Plâs Dinam is a Grade II* listed building in the Powys local planning authority area, Wales. First listed on 26 November 1996. A Medieval Residential.

Plâs Dinam

WRENN ID
lone-moat-bittern
Grade
II*
Local Planning Authority
Powys
Country
Wales
Date first listed
26 November 1996
Type
Residential
Period
Medieval
Source
Cadw listing

Description

Plâs Dinam is a red brick and greywacke rubble house with limestone dressings, timber framing, and silvery-grey slate hanging, built around a large medievalising hall positioned on the north side. The plan places withdrawing rooms to the west, domestic arrangements to the east, and ancillary accommodation in a linking west wing.

The main entrance faces north, approached through a timber-framed storied porch with infill panels and a passageway leading to the main stair. A Gothic pointed door is recessed beneath a limestone ashlar porch with moulded low arch dying into the chamfered cheeks. Inscriptions carved on each side read "PAX INTRANTIBUS" and "SALUS EXEUNTIBUS". Flanking columns support shaped timber brackets for the deeply jettied first floor, which has a moulded and brattished bressumer. A large mullioned and transomed window lights the upper chamber, above which sits a jettied second floor with a 3-light moulded window and deeply projecting gable with carved bargeboards. A tall ribbed brick chimney is attached to the west wall. This entrance block is indebted to Shaw's Leyswood.

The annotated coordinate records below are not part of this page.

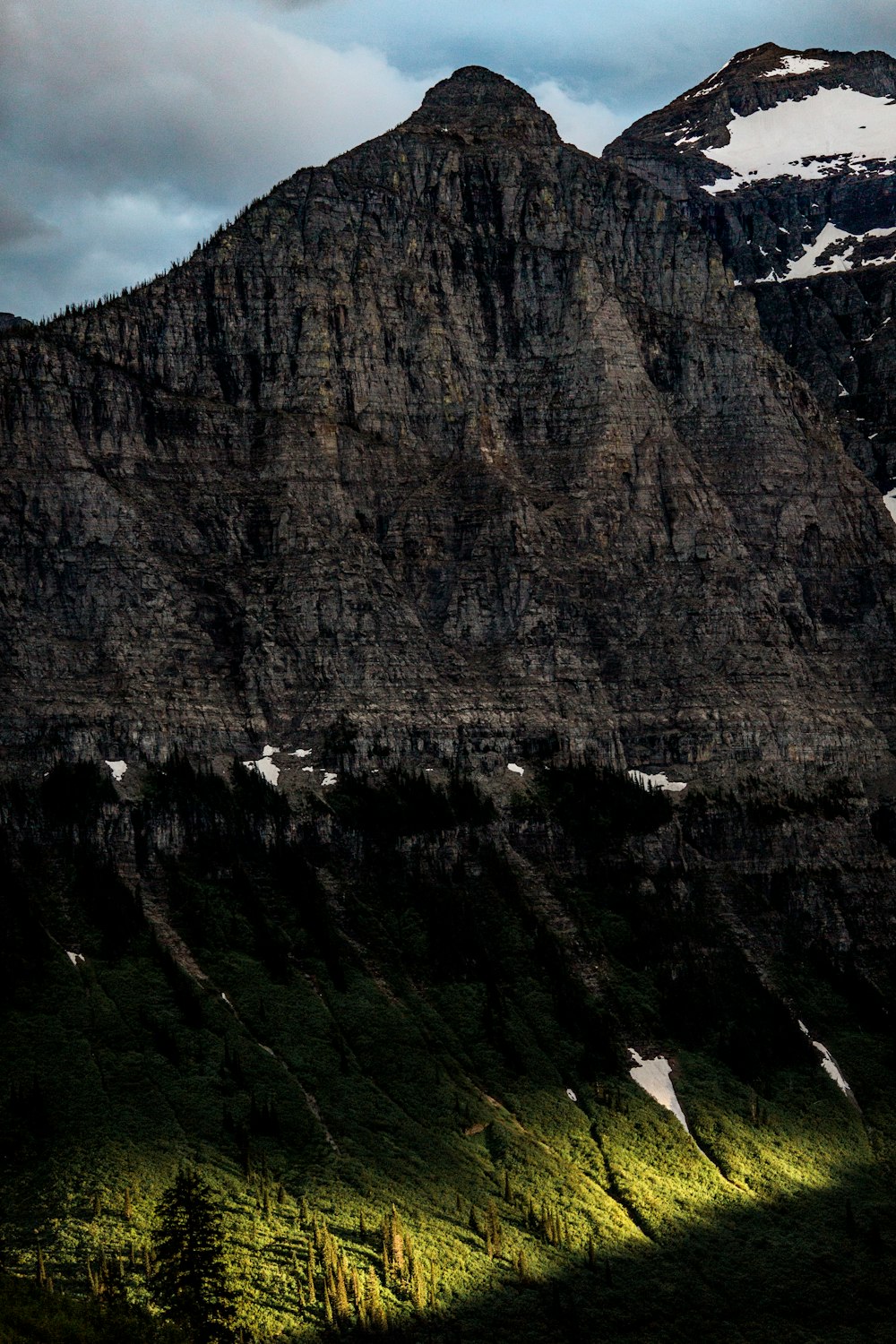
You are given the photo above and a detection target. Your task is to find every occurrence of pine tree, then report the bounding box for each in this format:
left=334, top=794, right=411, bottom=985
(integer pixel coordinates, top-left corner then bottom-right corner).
left=153, top=1169, right=235, bottom=1344
left=364, top=1265, right=388, bottom=1331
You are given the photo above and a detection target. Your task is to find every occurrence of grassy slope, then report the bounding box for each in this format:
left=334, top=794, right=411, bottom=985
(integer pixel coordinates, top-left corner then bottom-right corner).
left=0, top=763, right=896, bottom=1341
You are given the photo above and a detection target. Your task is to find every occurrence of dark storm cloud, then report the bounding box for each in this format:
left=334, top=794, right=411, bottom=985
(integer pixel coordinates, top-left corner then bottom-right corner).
left=0, top=0, right=896, bottom=317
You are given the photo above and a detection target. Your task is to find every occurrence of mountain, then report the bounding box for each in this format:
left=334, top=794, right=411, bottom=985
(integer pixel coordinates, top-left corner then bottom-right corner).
left=0, top=47, right=896, bottom=1344
left=0, top=67, right=896, bottom=771
left=606, top=43, right=896, bottom=492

The great hall to the right features stone mullioned windows with a square dais bay lit by triple transoms and a lead cornice forming an oriel. The leadwork displays sunflowers and pies characteristic of the Domestic Revival movement. Above are canted and hipped dormers similar to those Nesfield later employed at Gwernyfed Park. The kitchen and service rooms are independently gabled with similarly dressed stone windows to the ground floor. The kitchen is single storey with a lead and timber roof ventilator and pyramidal spirelet, with timber cross windows above the first bay. A further gabled bay beyond the hall oriel contains timber windows, with the corner restored following removal of twentieth-century extensions.

The west front is of less significance, featuring two 3-storey gables with a canted stone mullioned bay window to the small withdrawing room on the right.

The south front has slate hanging above the ground floor with moulded timber mullioned and transomed windows. To the east stands a canted bay with a railed roof walk beneath a gable, followed by further smaller gables in a jettied block and a stair tower at the corner with the service wing.

The rear elevation presents a picturesque medley of gables, brick stacks, and irregularly placed windows unified by the consistent use of materials.

The main medievalising hall rises 1½ storeys, its ceiling divided by moulded plaster ribs into nine compartments with coving down to the chimney breast. Nineteenth-century wall panelling surrounds a lateral fireplace bearing the date, the Crewe arms, and monogram initials; the Davies arms and initials were subsequently added. The drawing room to the west, accessed through the hall, was altered by the addition and subsequent demolition of extensions. Its fireplace displays glazed tiles embossed with various ships, a family symbol. The dining room behind the hall retains seventeenth-century panelling probably from Llandinam Hall, and a moulded fire beam sourced from Pertheirin, a timber-framed house in Caersws. The small library in the southwest corner preserves its original fittings.